I played Arcanum in turn-based mode, and the thing that bothered me most was lousy AI. Most enemies would just charge at me, and I'd mow them down from a distance. I think that the AI in real-time combat and the AI in turn-based combat were the same. I'm hoping that Fallout 3 has different AI depending on whether it is played in real-time or in turn-based mode. In real-time mode, charging enemies or enemies that stand out in the open, firing, can be challenging. In turn-based mode, it would be nice if NPCs and enemies (smarter ones, like people, anyway), took cover at the end of their turn and used their action points judiciously.

In fact, I'll post that at the Interplay forum right now...
http://forums.interplay.com/viewtopic.php?p=513990#513990

Maybe one of the Black Islanders will tell us whether those suggestions can be implemented. I hope that you'll post your concerns and/or ideas too, so that the people at Black Isle can give some consideration as to how they will be addressed in the new game, if they haven't already. Judging by some of the combat-related posts that you made in the Interplay forum, I'm certain that you've devoted far more thought to Fallout combat than I have. Given that Fallout 3 is going to have both turn-based and real-time combat, I'd certainly prefer that it benefit from the constructive feedback of you and the other posters here who have concerns and ideas.

I'm going to play the game, so I'd rather it be as good as possible. :wink:

DarkUnderlord said:
The view that Troika can do no wrong stems back to the design attitude of Tim Cain versus JE Sawyer. As has been said, JE likes to change things, whilst Tim doesn't. The general feeling amongts the Fallout community was that if Mr. Cain was working on Fallout, he'd make it turn-based, he'd keep the same systems in place and he wouldn't be wanting to change as much as JE is, just for the sake of it.
I'll bet that Mr. Cain would rather have made Arcanum turn-based only, but that the publisher didn't give him that option. I suspect that Atari is allowing him to make a strictly turn-based D&D game only because Dungeons & Dragons has a large enough fan base that a niche game will sell well enough to make it worth their investment. I'd also be willing to bet that if he were in Mr. Sawyer's shoes, the decision wouldn't be his to make.

Mr. Sawyer does seem to be making quite a few changes, though I'm sure that he's suggesting them because he, at least, feels that they will make the game better. I must admit that I gagged a bit when I saw that he was introducing "combos" to unarmed combat. Now that he's explained his intention more clearly, though, the idea actually seems decent. I really like the addition of the Science Boy path through the game. One of the things that I like best about Mr. Cain's approach to game development is that he is commited to offering multiple paths and solutions for the player. Mr. Sawyer seems to be bringing that same core approach to Fallout 3.
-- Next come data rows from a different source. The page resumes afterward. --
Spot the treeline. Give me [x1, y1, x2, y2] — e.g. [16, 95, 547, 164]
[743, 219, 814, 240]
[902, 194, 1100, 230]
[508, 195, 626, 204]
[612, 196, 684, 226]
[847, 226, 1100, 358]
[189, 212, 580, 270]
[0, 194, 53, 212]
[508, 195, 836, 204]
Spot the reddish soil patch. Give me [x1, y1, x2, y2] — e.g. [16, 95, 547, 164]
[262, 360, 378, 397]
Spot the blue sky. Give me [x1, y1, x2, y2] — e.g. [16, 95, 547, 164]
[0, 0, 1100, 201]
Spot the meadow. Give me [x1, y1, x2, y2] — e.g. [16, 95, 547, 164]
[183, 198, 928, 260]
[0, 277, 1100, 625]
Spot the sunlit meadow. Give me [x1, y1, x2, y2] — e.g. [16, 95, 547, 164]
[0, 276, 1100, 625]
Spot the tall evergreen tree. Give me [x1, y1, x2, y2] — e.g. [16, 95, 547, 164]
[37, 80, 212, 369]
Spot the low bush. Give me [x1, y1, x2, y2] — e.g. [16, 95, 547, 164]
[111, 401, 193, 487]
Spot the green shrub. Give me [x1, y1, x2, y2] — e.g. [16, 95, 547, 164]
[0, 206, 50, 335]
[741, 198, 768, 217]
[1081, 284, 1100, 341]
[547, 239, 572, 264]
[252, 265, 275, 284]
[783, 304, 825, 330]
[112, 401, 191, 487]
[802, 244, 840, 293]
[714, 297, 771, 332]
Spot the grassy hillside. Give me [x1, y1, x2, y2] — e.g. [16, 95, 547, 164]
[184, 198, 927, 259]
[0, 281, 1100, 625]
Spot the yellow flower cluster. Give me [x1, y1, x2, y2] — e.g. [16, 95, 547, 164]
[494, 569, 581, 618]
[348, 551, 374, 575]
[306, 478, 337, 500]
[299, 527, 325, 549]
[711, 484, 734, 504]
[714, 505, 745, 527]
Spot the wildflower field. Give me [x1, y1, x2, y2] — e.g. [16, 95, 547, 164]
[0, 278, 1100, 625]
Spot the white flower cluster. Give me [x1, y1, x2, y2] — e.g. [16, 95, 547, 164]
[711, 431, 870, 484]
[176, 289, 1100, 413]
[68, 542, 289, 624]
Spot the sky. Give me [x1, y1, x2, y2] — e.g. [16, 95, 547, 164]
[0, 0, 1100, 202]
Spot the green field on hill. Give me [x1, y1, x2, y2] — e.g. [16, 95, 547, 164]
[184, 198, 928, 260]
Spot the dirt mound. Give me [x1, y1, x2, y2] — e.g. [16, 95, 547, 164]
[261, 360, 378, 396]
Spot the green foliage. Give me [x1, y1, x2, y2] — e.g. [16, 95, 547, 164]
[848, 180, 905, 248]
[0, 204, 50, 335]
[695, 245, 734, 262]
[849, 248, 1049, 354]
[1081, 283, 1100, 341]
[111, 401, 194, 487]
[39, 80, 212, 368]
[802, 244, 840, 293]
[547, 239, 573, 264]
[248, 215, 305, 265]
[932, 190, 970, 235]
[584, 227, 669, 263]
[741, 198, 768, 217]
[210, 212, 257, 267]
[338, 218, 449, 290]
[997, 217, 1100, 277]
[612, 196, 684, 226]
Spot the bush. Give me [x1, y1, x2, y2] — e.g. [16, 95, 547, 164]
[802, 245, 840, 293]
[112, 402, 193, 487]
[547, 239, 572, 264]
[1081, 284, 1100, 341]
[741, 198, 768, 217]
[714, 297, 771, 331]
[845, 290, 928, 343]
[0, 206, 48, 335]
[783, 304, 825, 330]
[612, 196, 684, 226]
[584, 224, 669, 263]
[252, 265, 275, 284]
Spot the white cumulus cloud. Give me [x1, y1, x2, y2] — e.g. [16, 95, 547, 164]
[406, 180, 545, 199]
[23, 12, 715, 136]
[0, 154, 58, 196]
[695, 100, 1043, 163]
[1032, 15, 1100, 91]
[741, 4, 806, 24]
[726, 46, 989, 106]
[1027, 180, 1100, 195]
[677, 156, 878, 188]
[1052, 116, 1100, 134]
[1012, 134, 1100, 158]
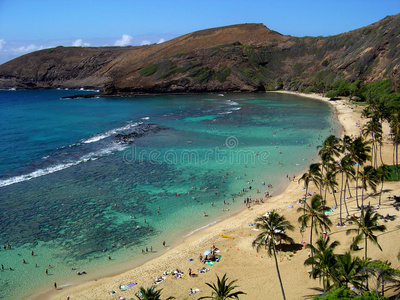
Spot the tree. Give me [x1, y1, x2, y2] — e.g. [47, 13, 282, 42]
[317, 134, 341, 201]
[346, 206, 386, 259]
[135, 287, 175, 300]
[332, 252, 364, 290]
[323, 171, 338, 208]
[336, 154, 355, 225]
[376, 164, 391, 205]
[297, 194, 332, 255]
[298, 163, 321, 203]
[252, 210, 294, 300]
[304, 235, 340, 292]
[390, 110, 400, 179]
[347, 136, 371, 208]
[199, 274, 246, 300]
[362, 115, 382, 168]
[369, 260, 400, 296]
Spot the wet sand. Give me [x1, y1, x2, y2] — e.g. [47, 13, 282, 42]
[36, 95, 400, 299]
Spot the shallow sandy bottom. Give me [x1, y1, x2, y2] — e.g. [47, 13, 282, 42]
[32, 95, 400, 299]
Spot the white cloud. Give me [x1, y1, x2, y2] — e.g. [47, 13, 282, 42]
[0, 39, 6, 51]
[114, 34, 132, 47]
[72, 39, 90, 47]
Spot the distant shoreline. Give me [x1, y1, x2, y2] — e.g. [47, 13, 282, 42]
[29, 91, 350, 300]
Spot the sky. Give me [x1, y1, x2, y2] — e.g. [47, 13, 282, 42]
[0, 0, 400, 64]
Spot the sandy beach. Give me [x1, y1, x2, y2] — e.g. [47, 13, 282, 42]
[38, 95, 400, 300]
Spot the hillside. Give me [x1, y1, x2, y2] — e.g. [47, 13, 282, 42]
[0, 14, 400, 95]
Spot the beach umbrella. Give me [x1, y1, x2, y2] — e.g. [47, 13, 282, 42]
[203, 250, 211, 255]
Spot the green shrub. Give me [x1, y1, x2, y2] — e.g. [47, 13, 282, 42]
[189, 66, 214, 83]
[214, 66, 231, 83]
[139, 64, 158, 76]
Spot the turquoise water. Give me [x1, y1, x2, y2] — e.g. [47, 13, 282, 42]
[0, 90, 338, 299]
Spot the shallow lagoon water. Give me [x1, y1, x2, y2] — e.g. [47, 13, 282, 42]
[0, 90, 338, 299]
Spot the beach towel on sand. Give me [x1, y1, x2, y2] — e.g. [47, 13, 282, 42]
[121, 282, 137, 291]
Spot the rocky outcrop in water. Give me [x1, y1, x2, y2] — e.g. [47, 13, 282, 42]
[115, 123, 166, 145]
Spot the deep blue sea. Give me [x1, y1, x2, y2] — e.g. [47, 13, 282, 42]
[0, 90, 339, 299]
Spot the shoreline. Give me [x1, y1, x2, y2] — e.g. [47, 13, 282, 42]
[30, 91, 344, 300]
[36, 91, 398, 299]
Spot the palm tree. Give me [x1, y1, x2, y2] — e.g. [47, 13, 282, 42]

The bottom line is that I would be happy to see Mr. Cain leading the design team on Fallout 3. He's one of the principal designers behind the original game. But Mr. Cain isn't working on Fallout 3, and he won't be working on Fallout 3. Mr. Sawyer is working on Fallout 3.

Frankly, Mr. Sawyer solicits input from and interects with fans more than any other game developer I've seen. Fallout has a very vocal, active, and intelligent fan community. I really hope that the people here and at Duck and Cover give him constructive feedback rather than a vote of "no confidence" because it seems like a great match to me. Besides... the former will probably give us all a better game, while the latter doesn't help anybody.
 
Hey, somebody made a really great post over on the Interplay boards nailing down some of the specific problems and frustrations from a couple of other dual combat systems. Hopefully Black Isle's designers take some of those things into account!